Rituximab (RTX), an anti-CD20 monoclonal antibody and B-cell depleting agent, has emerged as a new therapeutic agent for AAV. RITUXVAS is a multicenter RCT in which newly diagnosed AAV patients with renal disease were randomized to receive ivCYC for 3–6 months, or RTX weekly for 4 weeks plus ivCYC with the first and third RTX infusion. All patients received 1 g of methylprednisolone followed by a tapering course of oral corticosteroids, with reduction to 5 mg by 6 months [15]. The primary outcome was rates of sustained remission (BVAS of 0 for at least 6 months) and rates of serious adverse events (AEs) at 12 months. The RTX-based induction regimen was not superior to ivCYC. The long-term follow-up study also reported no difference in disease remission, AEs, or mortality [16].

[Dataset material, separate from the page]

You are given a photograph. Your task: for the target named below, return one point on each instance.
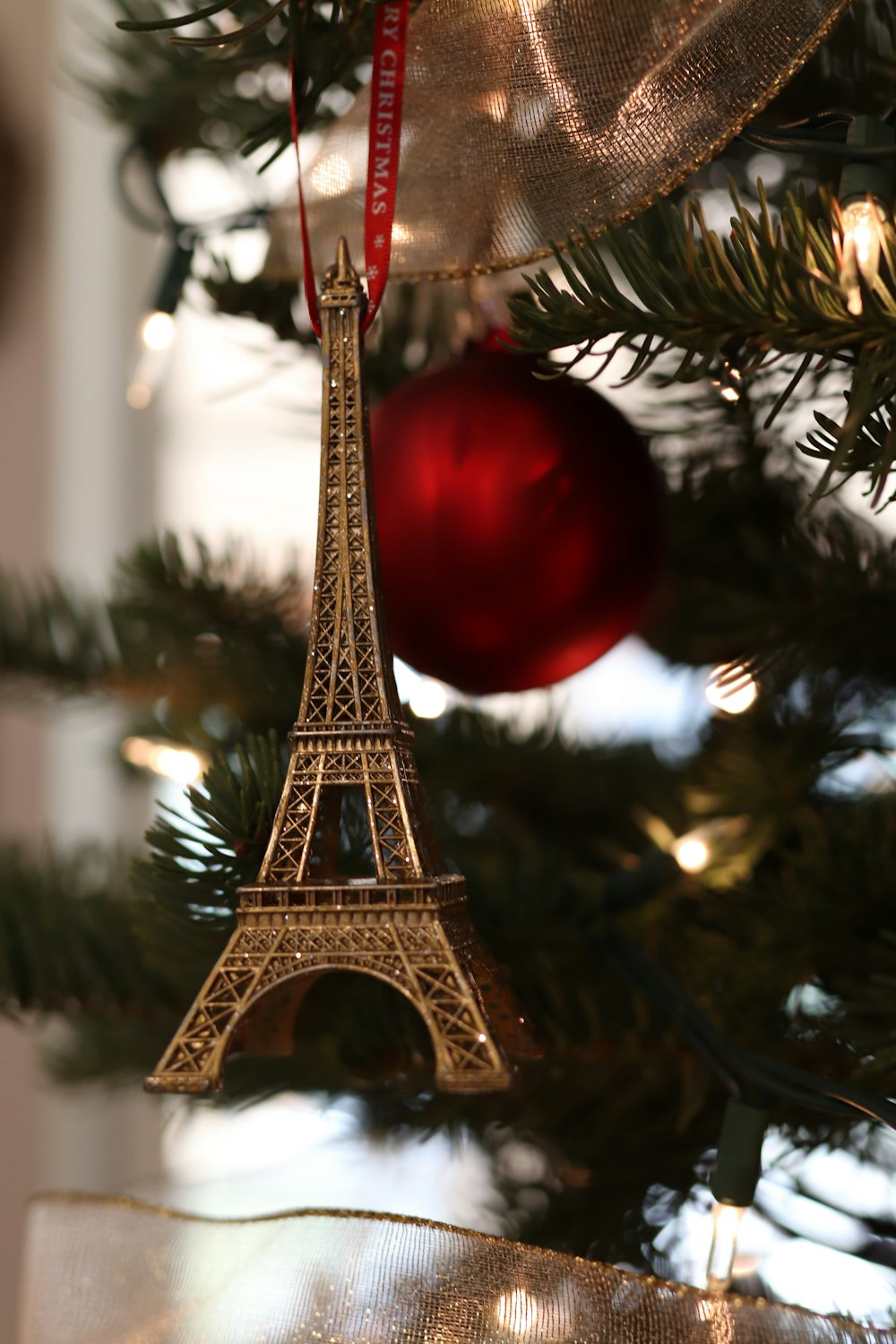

The RAVE (Rituximab in ANCA-Associated Vasculitis) trial evaluated RTX in comparison to poCYC utilizing a non-inferiority trial design [17]. This trial differed from the RITUXVAS trial in that the participants of the RAVE trial were younger with less severe renal disease. Furthermore, the comparator agent was oral as opposed to intravenous CYC. The ambitious primary outcome was to achieve disease remission (BVAS of 0) off corticosteroids by 6 months. Both groups had similar corticosteroid regimens. Sixty-four percent of patients in the RTX group had disease remission in comparison to 53% in the poCYC group. This result met the definition for non-inferiority. However, remission rates were overall lower in comparison to other studies, possibly attributable to the earlier discontinuation of corticosteroids. In subsequent analyses, subgroups of patients with either relapsing disease at baseline or those with anti-PR3 positivity achieved higher response rates with RTX when compared to CYC. A long-term follow-up of the RAVE cohort showed that in patients with severe AAV without organ failure, RTX regimen was equivalent to CYC in maintaining disease remission after 18 months [18].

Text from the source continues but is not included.